Kudos to Charles Carson for his enlightenment of comparisons among Ouray County infrastructures. His courthouse recommendations show thoughtful thinking as to a more reasonable attention to expenses. How can a $3,000,000 renovation take priority over some of our absolutely horrible roads. Dust and pot holes contribute to health problems and damages to automobiles. Those who don’t use unpaved county roads are probably not familiar with the problems caused by regular use of them that folks who live on them must deal with.
Several years ago, in 2005, residents along the midwestern portion of County Road 24 formed an extensive, volunteer research committee to examine costs and possibilities of paving that area.
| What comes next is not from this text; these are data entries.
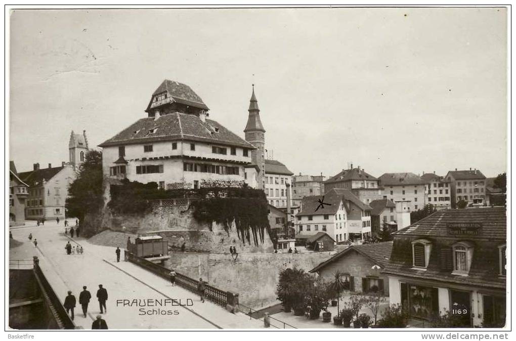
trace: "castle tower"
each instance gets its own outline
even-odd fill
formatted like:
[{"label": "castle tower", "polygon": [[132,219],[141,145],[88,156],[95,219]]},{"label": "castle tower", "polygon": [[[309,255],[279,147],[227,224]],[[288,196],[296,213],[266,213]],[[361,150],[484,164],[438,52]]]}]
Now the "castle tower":
[{"label": "castle tower", "polygon": [[86,131],[83,131],[82,134],[74,134],[73,131],[72,131],[72,134],[70,136],[70,142],[68,143],[68,150],[70,151],[70,163],[74,168],[77,167],[84,161],[86,153],[89,150]]},{"label": "castle tower", "polygon": [[246,134],[246,141],[257,148],[251,152],[252,163],[258,166],[258,188],[265,188],[264,174],[265,173],[265,129],[263,128],[260,119],[260,109],[258,101],[254,95],[254,85],[253,84],[253,93],[249,103],[249,116],[247,124],[244,132]]}]

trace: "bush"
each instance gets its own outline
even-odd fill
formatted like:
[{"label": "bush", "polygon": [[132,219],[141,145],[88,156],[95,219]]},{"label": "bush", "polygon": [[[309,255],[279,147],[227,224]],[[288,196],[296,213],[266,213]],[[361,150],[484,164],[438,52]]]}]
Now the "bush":
[{"label": "bush", "polygon": [[405,328],[409,319],[408,314],[400,304],[391,304],[381,316],[376,325],[382,328]]}]

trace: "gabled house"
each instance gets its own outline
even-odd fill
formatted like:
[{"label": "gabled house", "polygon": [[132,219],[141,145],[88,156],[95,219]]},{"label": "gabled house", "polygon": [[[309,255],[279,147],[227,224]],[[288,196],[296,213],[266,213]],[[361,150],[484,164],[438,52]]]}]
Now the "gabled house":
[{"label": "gabled house", "polygon": [[381,290],[389,295],[389,281],[381,273],[389,263],[392,241],[352,245],[323,262],[310,271],[331,281],[342,273],[341,280],[350,291],[367,293]]},{"label": "gabled house", "polygon": [[505,208],[442,209],[393,234],[382,271],[391,304],[412,318],[459,309],[462,325],[503,326],[506,313]]}]

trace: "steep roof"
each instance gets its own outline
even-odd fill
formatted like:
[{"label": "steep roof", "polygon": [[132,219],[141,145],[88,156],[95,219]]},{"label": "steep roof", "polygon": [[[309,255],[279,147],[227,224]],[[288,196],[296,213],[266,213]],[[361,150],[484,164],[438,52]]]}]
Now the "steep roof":
[{"label": "steep roof", "polygon": [[149,102],[149,105],[147,106],[146,111],[148,111],[151,108],[154,96],[163,92],[166,92],[167,96],[172,98],[174,102],[179,103],[209,110],[201,98],[188,85],[175,80],[165,79],[152,93],[151,101]]},{"label": "steep roof", "polygon": [[[338,210],[338,206],[342,200],[341,197],[335,195],[327,197],[325,194],[323,202],[328,204],[323,205],[320,207],[320,203],[318,200],[322,199],[322,197],[321,196],[311,196],[304,197],[301,200],[302,209],[296,215],[335,214]],[[317,211],[315,210],[316,209],[317,209]]]},{"label": "steep roof", "polygon": [[425,185],[425,182],[413,173],[385,173],[378,178],[382,186]]},{"label": "steep roof", "polygon": [[370,206],[366,205],[363,203],[357,196],[353,194],[353,193],[349,189],[345,189],[344,188],[333,188],[325,194],[325,196],[328,195],[336,195],[343,198],[344,200],[351,201],[353,204],[358,206],[361,209],[364,211],[371,210],[372,209]]},{"label": "steep roof", "polygon": [[370,174],[364,171],[363,169],[353,168],[352,169],[343,169],[342,172],[337,175],[332,176],[325,183],[349,181],[350,180],[370,180],[375,181],[378,179]]},{"label": "steep roof", "polygon": [[[455,235],[447,233],[447,224],[477,224],[479,233]],[[481,225],[479,225],[478,223]],[[505,207],[442,209],[416,223],[394,233],[394,247],[383,273],[424,281],[437,281],[460,285],[504,289],[505,277],[498,275],[498,247],[506,240]],[[451,232],[451,231],[450,231]],[[412,242],[418,239],[430,241],[432,247],[426,271],[413,267]],[[453,274],[453,246],[467,241],[473,246],[473,258],[467,276]]]},{"label": "steep roof", "polygon": [[479,235],[468,236],[468,239],[505,240],[506,238],[506,208],[502,207],[441,209],[394,234],[449,237],[447,224],[463,222],[480,223],[482,225],[482,233]]},{"label": "steep roof", "polygon": [[286,166],[276,160],[265,160],[265,173],[278,174],[283,175],[292,175],[294,174],[288,170]]},{"label": "steep roof", "polygon": [[452,175],[456,180],[469,180],[470,179],[485,179],[486,176],[478,169],[474,170],[449,171],[446,174]]},{"label": "steep roof", "polygon": [[[154,133],[151,129],[155,129]],[[138,120],[100,147],[143,143],[159,141],[199,141],[250,149],[254,147],[218,122],[195,115],[174,112],[159,118],[148,117]]]},{"label": "steep roof", "polygon": [[39,185],[43,182],[43,180],[48,181],[64,168],[63,167],[43,168],[35,171],[23,172],[18,175],[29,186]]},{"label": "steep roof", "polygon": [[352,245],[347,249],[341,251],[330,259],[323,262],[309,272],[315,272],[324,268],[329,264],[342,258],[352,251],[369,258],[375,264],[382,268],[384,268],[389,264],[392,251],[392,241],[385,241],[379,243],[372,243],[370,244],[362,244],[362,245]]},{"label": "steep roof", "polygon": [[372,216],[379,216],[385,208],[395,208],[396,204],[389,199],[378,199],[373,200],[369,203],[369,205],[373,208],[371,210]]}]

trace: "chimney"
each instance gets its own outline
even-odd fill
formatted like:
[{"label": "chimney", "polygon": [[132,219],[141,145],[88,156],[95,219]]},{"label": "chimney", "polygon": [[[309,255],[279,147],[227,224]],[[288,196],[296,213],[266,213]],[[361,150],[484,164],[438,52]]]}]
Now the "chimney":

That included owners in Pleasant Point, Pleasant Hills, Penn Crest, Windfall, Last Stand Road, Catamount, Pleasant Valley Vista and Lazy Dog subdivisions, as well as those directly on 24.
Input was gathered from many of those property owners and over 60 percent of them were willing to further explore the possibility of creating a special taxing district to pave that two-mile section of 24. This was aimed at putting the proposal on the ballot to be voted on by just those property owners involved.
After all the volunteer time spent and surveys were presented to the county, the county officials announced that prior to paving, the road would need to be brought up to standards, estimating the cost for that at $1,000,000. Of course, the county could not afford to do that. We don’t believe the Road and Bridge Department has ever been properly funded to take care of the miles of roads in our county. We applaud the efforts being discussed to increase their funding.
We believe in keeping our historical buildings, but not at the expense of good, safe roads.